Throughout the Edo Period, various towns and domains erected Tōshō-gū erected Tōshō-gū all over Japan. I’ve mentioned the first two, in Kunōzan and Nikkō. In Tōkyō, there is one in Ueno Park, former Kan’ei-ji, which is very nice. There is another one in Shiba Park at Zōjō-ji, which was rebuilt after the firebombing in WWII. There is a huge gingko tree said to have been planted by Tokugawa Iemitsu which survived the bombing and is a cultural asset of the Tōkyō Metropolis. Kawagoe has a somewhat famous Tōshō-gū. Nagoya also has a famous Tōshō-gū. This spring I was in Gyōda, Saitama, which is the straight up boonies and even they had a Tōshō-gū. There was also a Tōshō-gū in 紅葉山 Momijiyama, one of the gardens on the premises of Edo Castle. In fact, all the shōgun’s were enshrined in Momijiyama.
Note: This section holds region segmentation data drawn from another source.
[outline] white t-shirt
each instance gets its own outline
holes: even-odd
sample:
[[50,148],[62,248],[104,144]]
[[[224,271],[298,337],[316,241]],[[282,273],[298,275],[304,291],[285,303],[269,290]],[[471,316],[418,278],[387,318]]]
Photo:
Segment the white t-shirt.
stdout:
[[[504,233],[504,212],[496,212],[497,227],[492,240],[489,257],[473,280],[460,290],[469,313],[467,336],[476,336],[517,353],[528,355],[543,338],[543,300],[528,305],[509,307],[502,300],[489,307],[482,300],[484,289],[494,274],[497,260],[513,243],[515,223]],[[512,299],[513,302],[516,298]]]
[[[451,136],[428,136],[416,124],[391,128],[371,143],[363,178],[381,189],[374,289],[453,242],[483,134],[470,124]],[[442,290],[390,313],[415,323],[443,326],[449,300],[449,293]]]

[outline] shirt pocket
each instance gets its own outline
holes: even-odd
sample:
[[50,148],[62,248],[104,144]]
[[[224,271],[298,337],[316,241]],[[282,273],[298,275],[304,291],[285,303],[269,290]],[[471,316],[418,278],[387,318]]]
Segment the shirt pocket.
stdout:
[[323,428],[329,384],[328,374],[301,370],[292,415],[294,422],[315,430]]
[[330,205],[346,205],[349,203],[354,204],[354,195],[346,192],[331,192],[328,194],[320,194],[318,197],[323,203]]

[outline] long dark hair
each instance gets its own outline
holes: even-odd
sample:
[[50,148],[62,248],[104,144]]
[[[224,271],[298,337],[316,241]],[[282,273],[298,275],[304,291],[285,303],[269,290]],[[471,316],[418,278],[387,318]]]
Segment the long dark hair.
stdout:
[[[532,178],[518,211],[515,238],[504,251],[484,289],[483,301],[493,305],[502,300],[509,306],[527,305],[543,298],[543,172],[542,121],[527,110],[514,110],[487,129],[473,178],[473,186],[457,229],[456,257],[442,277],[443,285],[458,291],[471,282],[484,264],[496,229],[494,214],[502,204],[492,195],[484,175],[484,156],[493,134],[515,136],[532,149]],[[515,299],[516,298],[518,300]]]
But when the Meiji Emperor moved into Edo Castle, he tore all of them down.

Dick move, bro. Dick move.

Momijiyama Toshogu (Edo Castle Toshogu, Tokugawa Shogun Cemetery). This picture depicts Momijiyama and you can see Tokugawa Iemitsu returning by palanquin from veneration at the shrine.

In the Edo Period there were nearly 500 shrines called Tōshō-gū throughout the country, today the number may only be around 130. The shōgunate expected daimyō to venerate Tōshō Dai-Gongen (Ieyasu) routinely. But daimyō processions across the country to Nikkō were extremely costly. This is the reason there are so many Tōshō-gū in Tōkyō, let alone all over the country. Building a local shrine satisfied the demands of the shōgunate and reduced travel expenses. Of course, under the best of conditions, Nikkō Tōshō-gū was the preferred destination for the adoration of Ieyasu. But sometimes things didn’t work out, and in those times, daimyō could attend to their veneration duties locally.